И не заметил, как князья, молодые Владимир, сын Игорев старший, и Святослав Ольгович Рыльский, подтянулись к нему и Рагуилу. Последним подскакал угрюмый Ольстин Олексич, доверенный боярин брата Ярослава, приведший из Чернигова ковуев. Лица у людей бледные, кони какие-то взъерошенные, словно после битвы. Игорь Святославович выпрямил спину и заставил Игруна встать под стягом.
– Что скажете про знамение сие, братия и бояре? – спросил небрежно.
– Испужался я, батюшка, – чистосердечно отозвался Владимир.
– Ясно, что знамение не на добро, – подбоченился Святослав. – Однако же…
И не договорил юноша-князь, поник головою. Рагуил, подождав, не скажут ли ещё чего молодые князья, заговорил осторожно:
– Знамение скверное, князь Святослав Ольгович прав.
Не поздно и воротиться. А князю Всеволоду Святославовичу послать о том на Оскол гонца.
Ольстин Олексич, не очень-то, видно, испугавшийся затмения, хлопнул Рагуила по плечу, сверкнул раскосыми чёрными глазками:
– Напрасно ты всполошился, старик! Вон ковуи мои, и те приободрились, когда солнышко наше светлое чёрного ворога с себя скинуло. Княже, как можно упустить такую удачу? И чего тогда ради наглотался я за сию зиму дыма у половецких костров?
Все понимали, что последнее слово за Игорем Святославовичем. Он же помедлил немного. Была в их роду одна зловещая закономерность: предки Игоревы, включая Олега Святославовича, родоначальника Ольговичей, умирали большей частью после солнечных затмений. Последним в сей страховитой череде, через месяц после зловещего затмения умер дядя Игорев, Всеволод Ольгович. Правда, смерть покойного отца Игорева никаким затмением не сопровождалась. Да и о чём речь? Касается эта семейная злая примета только его, Игоря, а против судьбы, как против рожна, не попрёшь. А сказать людям лучше вот как…
– Братие и бояре! Знамения небесные от Бога, и один только Бог и ведает, на добро они или на зло. Что ж, поедем вперёд и сами увидим.
Ольстин Олексич тут же попросил слова и показал на солнце, уже совсем оправившееся после недавней невзгоды:
– Только так!
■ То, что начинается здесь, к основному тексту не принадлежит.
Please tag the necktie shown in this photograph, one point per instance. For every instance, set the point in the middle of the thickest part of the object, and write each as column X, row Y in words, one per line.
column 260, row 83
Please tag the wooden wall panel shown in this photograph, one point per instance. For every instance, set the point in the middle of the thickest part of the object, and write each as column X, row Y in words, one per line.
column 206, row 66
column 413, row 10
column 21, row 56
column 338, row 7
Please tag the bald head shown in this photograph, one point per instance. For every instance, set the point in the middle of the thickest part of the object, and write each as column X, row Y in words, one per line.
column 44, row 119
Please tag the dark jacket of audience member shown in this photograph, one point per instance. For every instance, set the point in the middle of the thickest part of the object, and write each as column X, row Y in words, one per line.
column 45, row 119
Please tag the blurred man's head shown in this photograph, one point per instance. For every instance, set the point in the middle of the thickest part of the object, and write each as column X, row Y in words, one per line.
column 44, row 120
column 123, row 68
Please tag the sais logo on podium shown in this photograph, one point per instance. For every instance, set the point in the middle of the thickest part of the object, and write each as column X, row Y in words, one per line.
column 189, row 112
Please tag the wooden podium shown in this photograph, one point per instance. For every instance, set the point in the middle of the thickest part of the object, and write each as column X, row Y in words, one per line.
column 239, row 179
И поглядите: знамение совершилось на западе, а идём-то мы на восток! Не нас, а половцев предупреждает Господь о несчастье!
– Согласен! Владимир и Святослав, передайте своим дружинам наши с Ольстином речи, а ты, Ольстин, своих ковуев получше укрепи, чтобы с ночлега не сбежали. Будем переходить Донец! Рагуил, веди новогородцев первыми, как только я им своё слово скажу!
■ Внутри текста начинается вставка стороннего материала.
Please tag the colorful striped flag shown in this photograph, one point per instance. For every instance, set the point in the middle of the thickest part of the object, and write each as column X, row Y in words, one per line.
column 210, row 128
И пока новогородская дружина, как и иные, вот уже третий день облачённая в доспехи, проезжала мимо него, всматривался князь Игорь в знакомые лица – то сумрачные, то в уже просветлевшие, – и вдруг сам насупился. Если его убьют, сумеет ли Рагуил увести с побоища сына и дружину? На юных князей какая здесь может быть надежда…
В условленном месте сбора – лощине у изгиба маленькой речки Оскола, прикрытой со стороны степи холмами, – брата Всеволода с дружиной не оказалось. Пришлось прятать людей и коней в небольших дубовых рощах и в оврагах. Игорь Святославович начал беспокоиться: хоть места на первый взгляд безлюдные, однако рядом проходит Изюмский шлях, и случайный купец, заметивший ратных, половецкий охотник или пастух могут дать знать об их появлении половцам. Поскучневший Рагуил посоветовал князьям выставить дозоры.